IRSA Security Best Practices

  • Always scope the trust policy Condition to the exact namespace and service account name — never use wildcards
  • Use EKS Pod Identity (the newer EKS-native alternative to IRSA) for clusters on EKS 1.29+ — it eliminates the OIDC endpoint dependency and simplifies cross-account role chaining
  • Apply least-privilege IAM policies to the assumed role — never attach AdministratorAccess
  • Rotate long-lived credentials out of Kubernetes Secrets by migrating workloads to IRSA/Pod Identity
  • Audit IRSA usage with AWS CloudTrail — filter on AssumeRoleWithWebIdentity events

5. Karpenter Autoscaling: Dynamic Node Provisioning

Karpenter replaces the Cluster Autoscaler as the production-standard node autoscaler for EKS. While CA scales pre-defined ASG node groups, Karpenter directly calls the EC2 API to provision exactly the instance type needed to schedule pending pods — and just as quickly deprovisions nodes when workloads consolidate. The result is significantly faster scale-out (30–60 seconds vs 3–5 minutes with CA) and up to 60% lower compute cost through intelligent instance selection.
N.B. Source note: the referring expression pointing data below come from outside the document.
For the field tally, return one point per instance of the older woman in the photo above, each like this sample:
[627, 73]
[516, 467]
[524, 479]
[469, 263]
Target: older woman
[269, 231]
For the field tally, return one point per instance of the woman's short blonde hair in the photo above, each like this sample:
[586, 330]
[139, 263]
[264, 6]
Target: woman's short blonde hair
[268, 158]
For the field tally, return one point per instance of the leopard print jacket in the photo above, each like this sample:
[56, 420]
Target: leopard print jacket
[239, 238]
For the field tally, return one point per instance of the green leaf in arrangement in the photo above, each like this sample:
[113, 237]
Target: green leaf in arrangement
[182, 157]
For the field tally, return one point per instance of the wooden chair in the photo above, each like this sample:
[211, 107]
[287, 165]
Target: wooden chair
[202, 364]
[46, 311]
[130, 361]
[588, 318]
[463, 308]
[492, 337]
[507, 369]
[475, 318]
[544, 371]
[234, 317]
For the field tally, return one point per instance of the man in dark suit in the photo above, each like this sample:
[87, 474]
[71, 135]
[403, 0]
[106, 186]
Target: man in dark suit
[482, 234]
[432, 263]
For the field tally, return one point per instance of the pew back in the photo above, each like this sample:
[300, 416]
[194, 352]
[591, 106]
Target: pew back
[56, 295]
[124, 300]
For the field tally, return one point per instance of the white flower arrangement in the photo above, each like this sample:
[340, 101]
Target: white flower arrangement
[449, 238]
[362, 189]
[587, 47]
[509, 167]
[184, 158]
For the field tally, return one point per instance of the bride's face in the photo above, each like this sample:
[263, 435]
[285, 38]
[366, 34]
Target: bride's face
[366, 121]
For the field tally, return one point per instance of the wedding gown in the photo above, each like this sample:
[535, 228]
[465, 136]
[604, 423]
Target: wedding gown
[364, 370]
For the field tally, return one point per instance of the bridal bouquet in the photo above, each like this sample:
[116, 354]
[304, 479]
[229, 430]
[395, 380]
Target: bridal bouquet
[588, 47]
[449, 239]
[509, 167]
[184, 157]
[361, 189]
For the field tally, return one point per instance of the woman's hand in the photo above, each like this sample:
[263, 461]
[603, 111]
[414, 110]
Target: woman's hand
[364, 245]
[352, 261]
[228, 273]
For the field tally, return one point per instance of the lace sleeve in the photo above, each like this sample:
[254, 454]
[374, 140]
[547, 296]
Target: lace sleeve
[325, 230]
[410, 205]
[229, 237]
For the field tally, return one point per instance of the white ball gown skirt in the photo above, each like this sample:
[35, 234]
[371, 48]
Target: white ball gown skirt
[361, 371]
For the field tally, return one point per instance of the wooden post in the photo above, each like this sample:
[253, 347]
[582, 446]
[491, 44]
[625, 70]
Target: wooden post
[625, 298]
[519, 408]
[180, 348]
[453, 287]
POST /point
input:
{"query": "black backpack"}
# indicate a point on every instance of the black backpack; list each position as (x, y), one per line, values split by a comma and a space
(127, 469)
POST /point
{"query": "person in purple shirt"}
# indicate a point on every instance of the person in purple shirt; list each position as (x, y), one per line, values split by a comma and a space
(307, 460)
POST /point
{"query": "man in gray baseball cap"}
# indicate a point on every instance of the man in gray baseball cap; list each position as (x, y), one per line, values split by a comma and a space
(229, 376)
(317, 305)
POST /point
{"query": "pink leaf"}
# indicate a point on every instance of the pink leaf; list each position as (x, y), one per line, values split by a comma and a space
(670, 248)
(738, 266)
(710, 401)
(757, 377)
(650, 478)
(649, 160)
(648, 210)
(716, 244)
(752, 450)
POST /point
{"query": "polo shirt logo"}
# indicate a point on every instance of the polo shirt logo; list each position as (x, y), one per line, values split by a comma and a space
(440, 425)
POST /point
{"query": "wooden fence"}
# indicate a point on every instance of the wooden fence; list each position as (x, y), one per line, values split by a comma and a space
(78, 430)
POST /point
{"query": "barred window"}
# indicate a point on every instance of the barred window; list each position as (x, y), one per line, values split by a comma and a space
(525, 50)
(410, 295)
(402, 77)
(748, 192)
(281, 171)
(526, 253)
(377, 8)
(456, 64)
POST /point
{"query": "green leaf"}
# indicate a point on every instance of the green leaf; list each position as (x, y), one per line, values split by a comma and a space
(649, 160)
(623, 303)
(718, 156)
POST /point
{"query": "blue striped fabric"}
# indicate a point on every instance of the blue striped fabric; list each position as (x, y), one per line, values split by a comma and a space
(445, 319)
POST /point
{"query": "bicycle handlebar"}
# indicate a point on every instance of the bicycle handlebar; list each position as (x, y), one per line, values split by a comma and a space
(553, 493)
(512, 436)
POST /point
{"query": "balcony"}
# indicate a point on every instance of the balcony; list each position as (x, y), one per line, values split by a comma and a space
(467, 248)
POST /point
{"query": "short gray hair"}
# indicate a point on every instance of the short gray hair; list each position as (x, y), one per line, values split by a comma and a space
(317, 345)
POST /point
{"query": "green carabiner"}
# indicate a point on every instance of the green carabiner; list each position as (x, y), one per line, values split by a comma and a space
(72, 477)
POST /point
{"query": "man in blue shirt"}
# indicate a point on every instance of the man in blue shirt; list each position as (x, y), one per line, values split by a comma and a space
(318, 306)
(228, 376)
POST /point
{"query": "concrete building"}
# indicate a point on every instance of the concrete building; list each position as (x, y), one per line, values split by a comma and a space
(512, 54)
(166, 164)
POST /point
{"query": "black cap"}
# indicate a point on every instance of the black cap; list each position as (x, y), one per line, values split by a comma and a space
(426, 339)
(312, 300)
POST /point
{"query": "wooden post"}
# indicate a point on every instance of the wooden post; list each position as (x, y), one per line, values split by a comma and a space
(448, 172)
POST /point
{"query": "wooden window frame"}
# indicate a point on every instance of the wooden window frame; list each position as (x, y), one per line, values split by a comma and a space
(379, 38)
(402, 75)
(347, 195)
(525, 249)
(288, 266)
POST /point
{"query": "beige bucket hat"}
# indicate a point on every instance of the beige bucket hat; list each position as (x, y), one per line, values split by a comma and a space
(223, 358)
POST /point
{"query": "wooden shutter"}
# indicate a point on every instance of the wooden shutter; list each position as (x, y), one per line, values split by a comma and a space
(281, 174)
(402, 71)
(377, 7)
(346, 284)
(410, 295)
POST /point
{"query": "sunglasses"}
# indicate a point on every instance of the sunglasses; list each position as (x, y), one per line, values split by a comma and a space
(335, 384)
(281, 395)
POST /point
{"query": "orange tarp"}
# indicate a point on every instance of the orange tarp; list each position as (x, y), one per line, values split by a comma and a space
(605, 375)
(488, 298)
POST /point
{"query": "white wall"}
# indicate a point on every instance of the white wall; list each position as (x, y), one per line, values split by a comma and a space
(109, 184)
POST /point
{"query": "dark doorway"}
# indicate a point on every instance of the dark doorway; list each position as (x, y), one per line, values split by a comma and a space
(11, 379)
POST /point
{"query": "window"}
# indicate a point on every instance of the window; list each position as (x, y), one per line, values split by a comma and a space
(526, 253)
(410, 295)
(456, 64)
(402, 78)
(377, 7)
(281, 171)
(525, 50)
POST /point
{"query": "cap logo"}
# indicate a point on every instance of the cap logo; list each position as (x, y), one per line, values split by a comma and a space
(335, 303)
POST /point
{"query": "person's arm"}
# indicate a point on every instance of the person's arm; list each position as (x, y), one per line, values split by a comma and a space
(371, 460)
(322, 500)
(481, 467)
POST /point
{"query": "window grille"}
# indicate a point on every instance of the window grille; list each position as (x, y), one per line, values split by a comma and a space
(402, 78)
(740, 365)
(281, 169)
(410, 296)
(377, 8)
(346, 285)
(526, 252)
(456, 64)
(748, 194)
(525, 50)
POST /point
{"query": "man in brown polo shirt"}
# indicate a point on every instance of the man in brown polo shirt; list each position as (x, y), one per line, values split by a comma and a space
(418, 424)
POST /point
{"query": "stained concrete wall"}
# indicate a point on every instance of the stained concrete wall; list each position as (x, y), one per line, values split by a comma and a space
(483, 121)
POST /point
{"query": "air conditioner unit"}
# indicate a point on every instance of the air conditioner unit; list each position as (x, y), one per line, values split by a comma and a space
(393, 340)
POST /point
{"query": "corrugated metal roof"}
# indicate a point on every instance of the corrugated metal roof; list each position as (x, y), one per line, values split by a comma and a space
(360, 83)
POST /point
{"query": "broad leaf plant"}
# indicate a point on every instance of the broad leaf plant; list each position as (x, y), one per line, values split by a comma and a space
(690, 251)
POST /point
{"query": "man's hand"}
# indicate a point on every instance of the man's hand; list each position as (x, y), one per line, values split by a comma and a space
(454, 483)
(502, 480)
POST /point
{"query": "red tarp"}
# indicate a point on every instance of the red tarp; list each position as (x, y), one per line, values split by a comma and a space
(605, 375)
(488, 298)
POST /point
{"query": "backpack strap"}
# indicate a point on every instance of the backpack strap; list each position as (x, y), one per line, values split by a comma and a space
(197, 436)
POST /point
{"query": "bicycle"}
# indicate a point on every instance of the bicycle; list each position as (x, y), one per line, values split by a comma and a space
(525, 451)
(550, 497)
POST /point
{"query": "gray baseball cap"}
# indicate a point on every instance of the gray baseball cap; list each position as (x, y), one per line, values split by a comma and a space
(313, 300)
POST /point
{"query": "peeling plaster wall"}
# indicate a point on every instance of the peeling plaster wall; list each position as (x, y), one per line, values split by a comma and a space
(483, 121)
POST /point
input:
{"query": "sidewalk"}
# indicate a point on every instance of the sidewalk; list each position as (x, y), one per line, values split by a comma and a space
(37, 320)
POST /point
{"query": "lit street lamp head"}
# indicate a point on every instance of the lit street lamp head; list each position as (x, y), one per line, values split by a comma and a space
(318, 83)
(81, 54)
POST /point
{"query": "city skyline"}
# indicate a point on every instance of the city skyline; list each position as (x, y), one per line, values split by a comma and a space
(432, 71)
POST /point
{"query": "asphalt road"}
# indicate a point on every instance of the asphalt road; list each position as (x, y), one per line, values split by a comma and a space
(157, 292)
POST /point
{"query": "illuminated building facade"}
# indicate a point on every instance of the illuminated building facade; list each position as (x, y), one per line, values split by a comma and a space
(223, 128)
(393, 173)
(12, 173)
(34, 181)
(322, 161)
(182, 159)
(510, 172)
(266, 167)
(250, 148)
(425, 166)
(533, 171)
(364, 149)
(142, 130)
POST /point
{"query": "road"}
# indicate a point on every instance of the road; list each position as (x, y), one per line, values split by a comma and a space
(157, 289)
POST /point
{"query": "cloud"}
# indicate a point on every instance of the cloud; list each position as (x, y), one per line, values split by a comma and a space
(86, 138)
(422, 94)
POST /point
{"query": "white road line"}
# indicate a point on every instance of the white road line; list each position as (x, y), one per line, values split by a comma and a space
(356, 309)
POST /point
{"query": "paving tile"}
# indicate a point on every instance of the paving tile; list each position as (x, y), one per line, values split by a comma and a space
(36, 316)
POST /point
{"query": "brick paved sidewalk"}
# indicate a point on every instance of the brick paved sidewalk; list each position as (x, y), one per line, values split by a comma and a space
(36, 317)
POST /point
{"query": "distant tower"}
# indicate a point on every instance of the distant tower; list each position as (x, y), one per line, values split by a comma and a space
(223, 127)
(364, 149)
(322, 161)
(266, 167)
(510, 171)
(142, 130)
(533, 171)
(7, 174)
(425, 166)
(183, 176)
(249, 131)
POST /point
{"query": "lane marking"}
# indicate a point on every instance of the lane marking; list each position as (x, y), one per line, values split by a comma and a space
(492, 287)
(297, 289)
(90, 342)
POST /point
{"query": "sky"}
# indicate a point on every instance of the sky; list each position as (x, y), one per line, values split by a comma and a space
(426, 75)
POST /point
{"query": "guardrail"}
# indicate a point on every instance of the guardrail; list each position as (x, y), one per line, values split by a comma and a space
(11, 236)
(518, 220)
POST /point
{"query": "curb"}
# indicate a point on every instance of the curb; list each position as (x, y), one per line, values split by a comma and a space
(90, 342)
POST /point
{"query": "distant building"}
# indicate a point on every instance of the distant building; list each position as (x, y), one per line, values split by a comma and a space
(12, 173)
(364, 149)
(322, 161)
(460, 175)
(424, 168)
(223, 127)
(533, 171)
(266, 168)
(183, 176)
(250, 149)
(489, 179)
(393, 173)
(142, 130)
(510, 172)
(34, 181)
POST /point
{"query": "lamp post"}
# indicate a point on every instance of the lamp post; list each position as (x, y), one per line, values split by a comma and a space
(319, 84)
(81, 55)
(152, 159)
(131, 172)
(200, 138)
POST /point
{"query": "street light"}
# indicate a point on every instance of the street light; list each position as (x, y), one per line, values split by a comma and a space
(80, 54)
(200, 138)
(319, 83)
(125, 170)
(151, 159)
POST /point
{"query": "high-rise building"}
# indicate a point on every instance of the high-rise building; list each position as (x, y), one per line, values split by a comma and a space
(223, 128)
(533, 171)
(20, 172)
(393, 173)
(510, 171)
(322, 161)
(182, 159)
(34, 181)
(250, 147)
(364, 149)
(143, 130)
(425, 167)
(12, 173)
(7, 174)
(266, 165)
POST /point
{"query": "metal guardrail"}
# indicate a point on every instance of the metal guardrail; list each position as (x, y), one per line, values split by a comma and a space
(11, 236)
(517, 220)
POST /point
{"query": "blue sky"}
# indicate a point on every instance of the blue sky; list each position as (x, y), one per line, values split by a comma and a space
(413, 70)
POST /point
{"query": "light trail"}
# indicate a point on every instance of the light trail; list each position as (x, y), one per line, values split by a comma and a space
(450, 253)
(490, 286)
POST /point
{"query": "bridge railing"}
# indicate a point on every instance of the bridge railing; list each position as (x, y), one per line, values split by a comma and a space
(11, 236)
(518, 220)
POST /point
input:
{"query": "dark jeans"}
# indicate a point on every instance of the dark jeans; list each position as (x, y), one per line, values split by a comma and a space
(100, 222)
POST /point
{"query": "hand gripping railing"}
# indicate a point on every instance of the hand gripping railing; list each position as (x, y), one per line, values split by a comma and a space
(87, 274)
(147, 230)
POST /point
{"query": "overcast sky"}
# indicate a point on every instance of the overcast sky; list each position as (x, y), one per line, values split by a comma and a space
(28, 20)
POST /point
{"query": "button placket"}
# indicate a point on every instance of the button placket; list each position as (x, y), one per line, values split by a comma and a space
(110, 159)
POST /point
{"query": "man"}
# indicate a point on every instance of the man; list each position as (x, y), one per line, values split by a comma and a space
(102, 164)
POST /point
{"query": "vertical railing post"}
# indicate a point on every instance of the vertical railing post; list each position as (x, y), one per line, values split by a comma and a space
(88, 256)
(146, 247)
Karpenter NodePool Configuration

# karpenter-nodepool.yaml — production NodePool configuration
apiVersion: karpenter.sh/v1
kind: NodePool
metadata:
  name: general-purpose
spec:
  template:
    metadata:
      labels:
        workload-type: application
    spec:
      nodeClassRef:
        group: karpenter.k8s.aws
        kind: EC2NodeClass
        name: default
      requirements:
        - key: karpenter.sh/capacity-type
          operator: In
          values: ["spot", "on-demand"]       # Prefer Spot, fall back to OD
        - key: kubernetes.io/arch
          operator: In
          values: ["arm64"]                    # Graviton-only for cost savings
        - key: karpenter.k8s.aws/instance-category
          operator: In
          values: ["c", "m", "r"]              # Compute, Memory, General
        - key: karpenter.k8s.aws/instance-generation
          operator: Gt
          values: ["6"]                        # 7th gen+ only
        - key: karpenter.k8s.aws/instance-size
          operator: NotIn
          values: ["nano", "micro", "small"]   # Minimum medium
      expireAfter: 720h                        # Force node recycling every 30d

  limits:
    cpu: "1000"
    memory: 4000Gi

  disruption:
    consolidationPolicy: WhenEmptyOrUnderutilized
    consolidateAfter: 5m                       # Consolidate after 5 min idle
    budgets:
      - nodes: "10%"                           # Max 10% nodes disrupted at once

---
apiVersion: karpenter.k8s.aws/v1
kind: EC2NodeClass
metadata:
  name: default
spec:
  amiSelectorTerms:
    - alias: al2023@latest                     # Always use latest AL2023 AMI
  role: "KarpenterNodeRole-prod-cluster"
  subnetSelectorTerms:
    - tags:
        karpenter.sh/discovery: "prod-cluster"
  securityGroupSelectorTerms:
    - tags:
        karpenter.sh/discovery: "prod-cluster"
  blockDeviceMappings:
    - deviceName: /dev/xvda
      ebs:
        volumeSize: 50Gi
        volumeType: gp3
        iops: 3000
        throughput: 125
        encrypted: true
  metadataOptions:
    httpTokens: required                       # IMDSv2 enforced
    httpPutResponseHopLimit: 1

Karpenter Key Features in Production

6. EKS Networking: VPC CNI, Security Groups for Pods & Network Policies

EKS uses the Amazon VPC CNI plugin as its default networking layer. Unlike most CNI plugins that use overlay networks, the VPC CNI assigns real VPC IP addresses directly to pods. This means pods are first-class VPC citizens — they can communicate with other AWS services using security groups, and network traffic is visible in VPC Flow Logs without decapsulation.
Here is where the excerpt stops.